The principal said the school had accepted the findings of the internal investigation and as a result would not be pursuing any disciplinary action against the teacher.

“The investigation has concluded that there is no truth to the allegations. The teacher has been fully exonerated by the comprehensive police and school investigations and consequently the principal has, in line with our policies, lifted the suspension of the teacher with immediate effect.”

The principal met with the teacher on Tuesday to discuss his return to duties. It was agreed that he would return to the school to meet with staff today, Thursday June 23, and resume teaching classes at the start of next term.

“The school takes allegations or reports by pupils of alleged teacher misconduct most seriously, especially when the allegations are of the nature made in this matter, and we remain committed to doing so,” the principal said.

“By the same token, the school expects its pupils to act responsibly when making such serious allegations. As the pupil and her family have severed all ties with the school and she is no longer a pupil at the school, the school is unable to proceed with a disciplinary process against the pupil to address her conduct in this matter.”

The principal said the school acknowledged the “significant pain and turmoil” these allegations has caused the teacher, his family and the school community.
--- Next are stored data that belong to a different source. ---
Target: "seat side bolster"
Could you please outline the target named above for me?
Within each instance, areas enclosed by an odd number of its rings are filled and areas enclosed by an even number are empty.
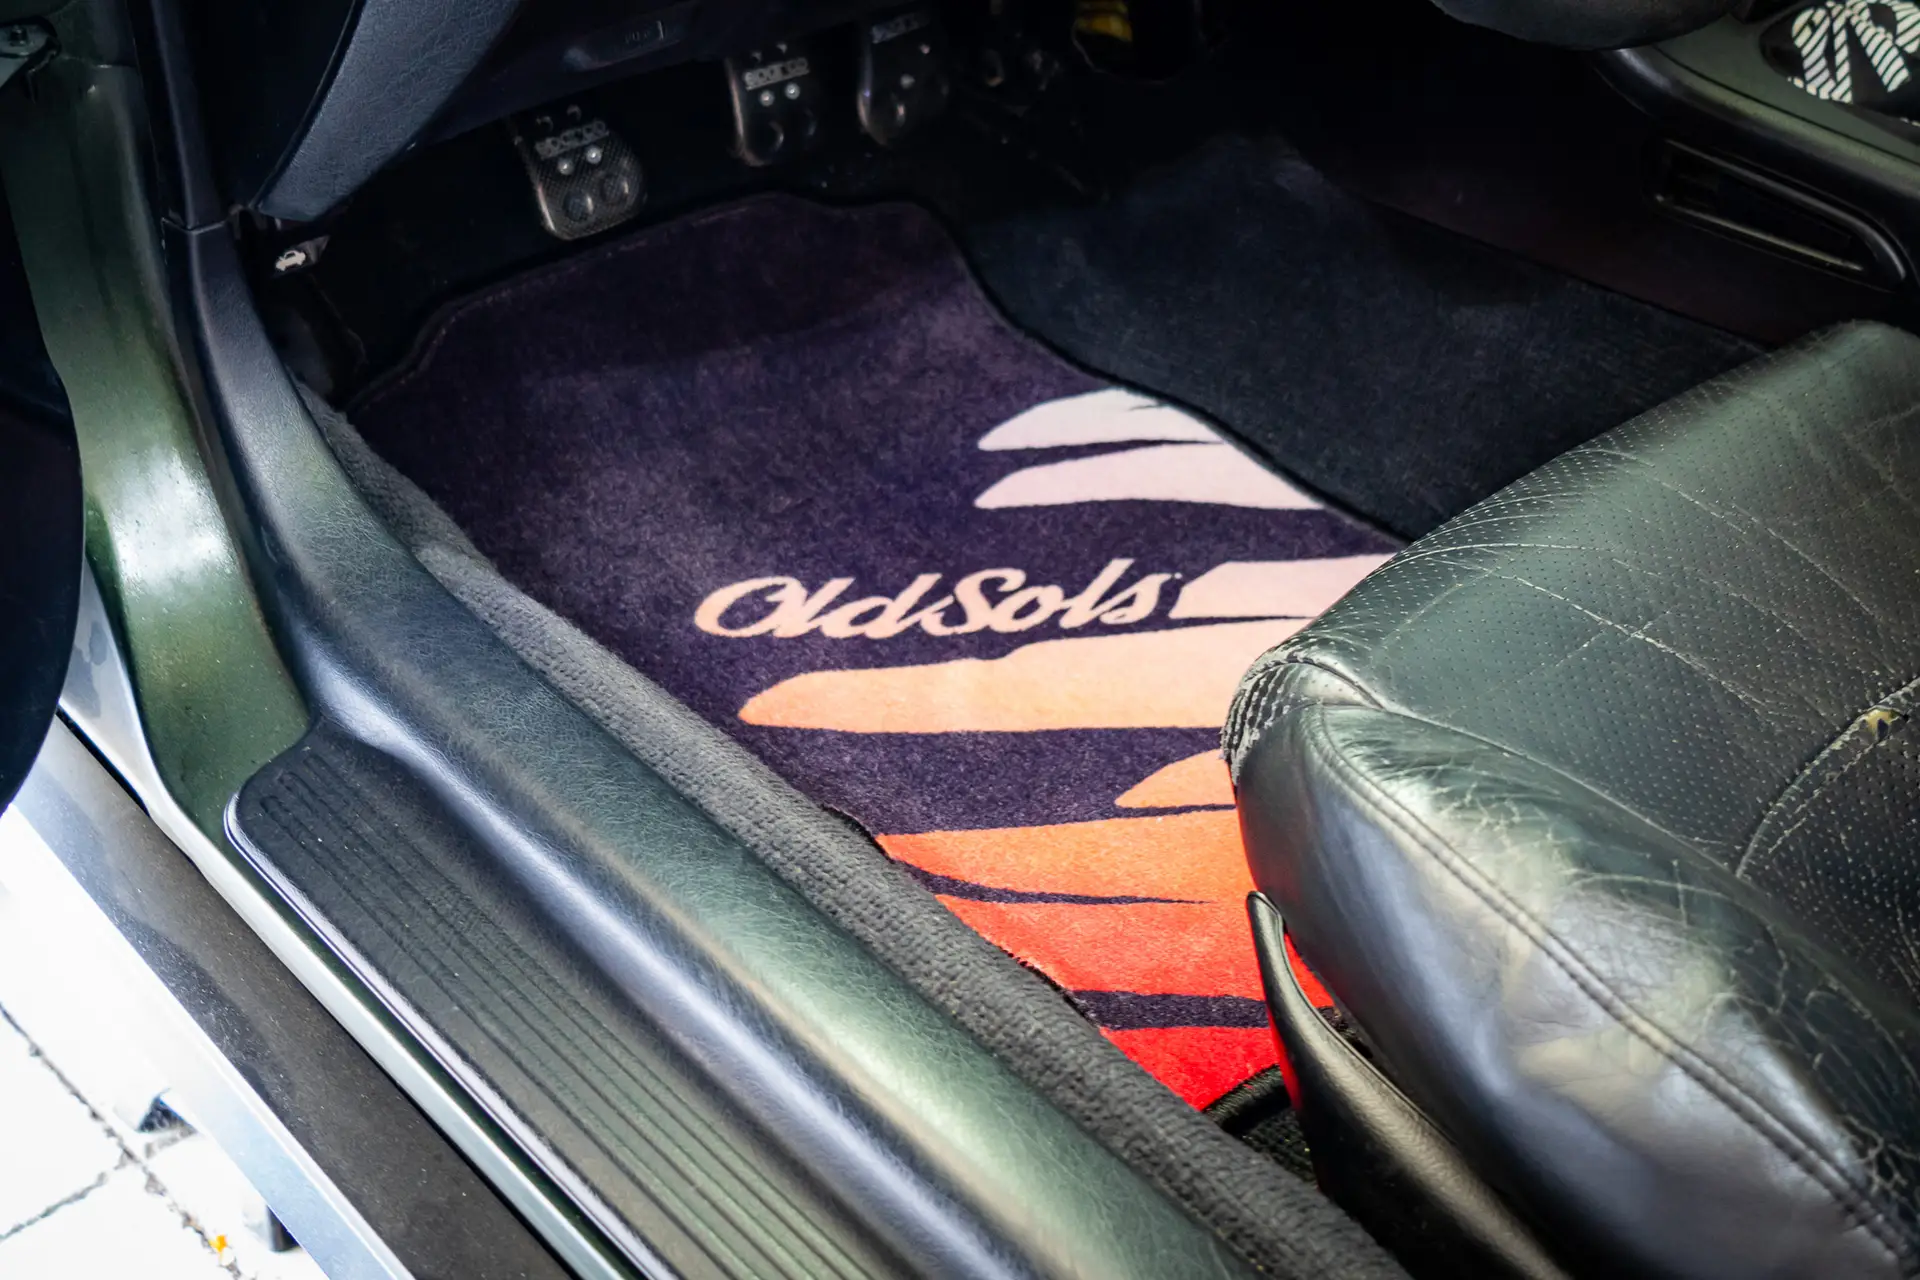
[[[1240,681],[1226,727],[1220,731],[1220,751],[1227,758],[1237,785],[1241,767],[1268,729],[1289,711],[1315,705],[1373,707],[1379,704],[1359,681],[1341,669],[1319,632],[1276,645],[1262,654]]]
[[[1914,1028],[1747,886],[1351,694],[1288,697],[1238,776],[1255,880],[1378,1065],[1578,1270],[1912,1270]]]

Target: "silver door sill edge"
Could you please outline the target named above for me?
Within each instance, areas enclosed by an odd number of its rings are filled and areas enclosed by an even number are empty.
[[[132,681],[91,569],[81,583],[73,661],[60,709],[146,807],[154,825],[567,1267],[588,1280],[633,1276],[625,1259],[582,1229],[571,1206],[555,1203],[518,1153],[500,1141],[491,1122],[442,1078],[424,1047],[388,1021],[378,998],[256,878],[244,856],[209,837],[167,791],[147,751]]]

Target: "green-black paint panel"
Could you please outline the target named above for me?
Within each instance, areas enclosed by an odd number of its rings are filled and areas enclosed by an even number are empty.
[[[155,766],[222,839],[229,798],[306,731],[196,429],[143,172],[134,72],[56,58],[0,101],[0,171],[79,444],[86,549]],[[77,568],[76,568],[77,579]]]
“The teacher’s attorneys have advised the school that they intend writing to the pupil’s family on his behalf to demand a public apology, the payment of the legal costs he incurred in dealing with the allegations and an appropriate contribution by the family to Rape Crisis.
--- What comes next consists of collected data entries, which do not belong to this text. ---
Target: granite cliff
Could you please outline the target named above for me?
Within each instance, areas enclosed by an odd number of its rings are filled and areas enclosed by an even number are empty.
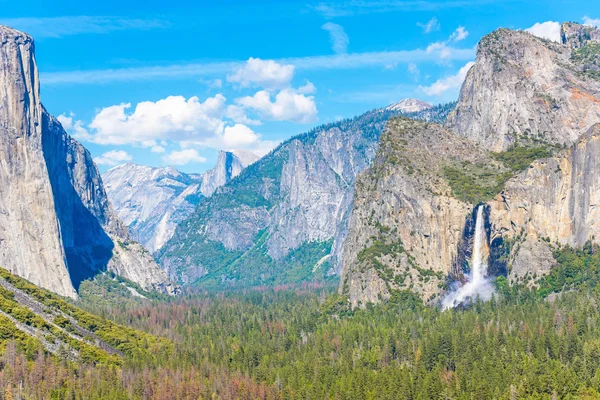
[[[173,293],[110,208],[89,152],[42,106],[32,38],[6,27],[0,38],[0,265],[72,298],[107,270]]]
[[[426,118],[443,120],[451,107],[428,108]],[[373,159],[385,122],[400,114],[374,110],[281,144],[202,199],[158,252],[160,263],[174,280],[204,285],[339,273],[356,175]]]
[[[507,29],[484,37],[447,131],[388,123],[357,179],[344,245],[340,291],[353,307],[403,289],[434,301],[464,280],[478,204],[489,274],[511,283],[535,284],[553,249],[600,239],[600,32],[561,32],[561,43]]]

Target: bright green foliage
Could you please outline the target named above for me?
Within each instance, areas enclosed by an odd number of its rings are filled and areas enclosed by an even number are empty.
[[[521,172],[527,169],[535,160],[552,157],[552,153],[549,146],[528,147],[516,145],[506,151],[494,153],[494,157],[511,171]]]
[[[600,79],[600,43],[590,41],[585,46],[573,50],[571,61],[583,67],[583,73]]]
[[[444,167],[444,177],[454,197],[471,204],[484,203],[500,193],[506,181],[527,169],[533,161],[551,157],[553,148],[532,143],[491,154],[504,168],[469,162]]]
[[[252,287],[257,285],[295,284],[324,280],[329,269],[327,256],[332,240],[305,242],[281,260],[267,254],[268,231],[258,233],[254,245],[239,258],[210,270],[197,283],[203,288],[223,286]]]
[[[460,166],[444,167],[444,177],[457,199],[479,204],[500,193],[504,183],[513,176],[511,172],[490,165],[462,163]]]
[[[565,246],[554,250],[557,265],[539,280],[540,297],[563,290],[600,289],[600,253],[597,245],[582,249]]]

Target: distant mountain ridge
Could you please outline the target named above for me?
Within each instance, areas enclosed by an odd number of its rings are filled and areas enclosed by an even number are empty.
[[[409,113],[442,121],[453,104]],[[337,274],[354,180],[369,166],[385,108],[282,143],[202,199],[157,253],[172,279],[208,286],[294,282]]]
[[[405,114],[410,114],[410,113],[418,113],[421,111],[425,111],[432,107],[433,106],[431,104],[426,103],[423,100],[409,98],[409,99],[400,100],[397,103],[387,106],[386,110],[401,111]]]
[[[257,159],[250,151],[221,151],[216,165],[204,174],[126,163],[106,171],[102,179],[113,208],[131,235],[155,253],[202,197],[212,195]]]

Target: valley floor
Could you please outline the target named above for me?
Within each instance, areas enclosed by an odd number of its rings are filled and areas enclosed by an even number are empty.
[[[499,278],[495,298],[467,310],[399,292],[351,311],[333,285],[315,283],[84,299],[87,311],[175,345],[155,354],[119,347],[122,363],[93,364],[4,336],[0,398],[600,398],[600,255],[589,247],[556,256],[557,272],[539,289]],[[548,297],[567,288],[576,290]],[[148,348],[147,340],[137,344]]]

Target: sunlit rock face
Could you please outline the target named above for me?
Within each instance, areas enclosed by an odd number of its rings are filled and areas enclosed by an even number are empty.
[[[562,43],[509,29],[481,39],[446,127],[493,151],[523,137],[574,144],[600,122],[600,80],[590,73],[600,61],[581,49],[597,46],[600,32],[577,24],[562,32]]]
[[[72,298],[106,270],[173,293],[110,208],[89,152],[43,108],[31,37],[0,37],[0,265]]]
[[[106,171],[102,180],[132,237],[154,254],[202,197],[211,196],[258,158],[245,150],[221,151],[216,165],[204,174],[126,163]]]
“The school is now in a position to move forward and put these traumatic allegations behind us. We pledge our full support to the teacher as he returns to assume his teaching and other duties.”

Patric Solomons, director of child rights NGO, Molo Songololo, said it was vital that all allegations of rape and sexual abuse were thoroughly investigated at schools.

“The first thing is that the child must feel that he or she is completely trusted when it comes to reporting such allegations. That is a very important area when it comes to investigating these matters,” Mr Solomons said.

“Certainly at Molo Songololo we have had cases where children have not been entirely honest, but the reasons might vary. They might be put up to it by their peers or they might feel ignored. However, the key to addressing cases like these is that they must be taken through a process where they are made aware of the dangers of telling lies.”

Mr Solomons added that in such cases it was unfortunate that children decided to leave a school.

“A child should be made to feel comfortable. This can come about by having trained educators who not only explain the dangers of sexual abuse, but also what can result if they are not honest. The interventions need to be centred on the pupil.”

Captain Latchman said no charges had been brought against the pupil.